Final : \(h_{t}^{D}=W\left[c_{t} ; h_{t-1}^{R}\right]+b\).
(7) Autoregressive Component
capture non-linearity by “CNN” & “RNN”
\(\rightarrow\) but…. scale of output is not sensitive to scale of inputs!
Solution : decompose the final prediction of LSTNet into a…
- 1) linear part : to deal with local scaling issue ( \(h_{t}^{L}\) )
- use AR model for this!
- \(h_{t, i}^{L}=\sum_{k=0}^{q^{a r}-1} W_{k}^{a r} \boldsymbol{y}_{t-k, i}+b^{a r}\).
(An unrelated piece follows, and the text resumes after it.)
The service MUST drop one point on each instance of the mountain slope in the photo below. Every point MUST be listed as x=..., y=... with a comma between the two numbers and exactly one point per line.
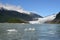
x=12, y=15
x=57, y=19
- 2) non-linear part : containing recurring patterns ( \(h_{t}^{D}\) )
Final Prediction : \(\hat{Y}_{t}=h_{t}^{D}+h_{t}^{L}\)
(8) Loss Function
\(\underset{\Theta}{\operatorname{minimize}} \sum_{t \in \Omega_{\text {Train }}} \mid \mid Y_{t}-\hat{Y}_{t-h}\mid \mid_{F}^{2}\).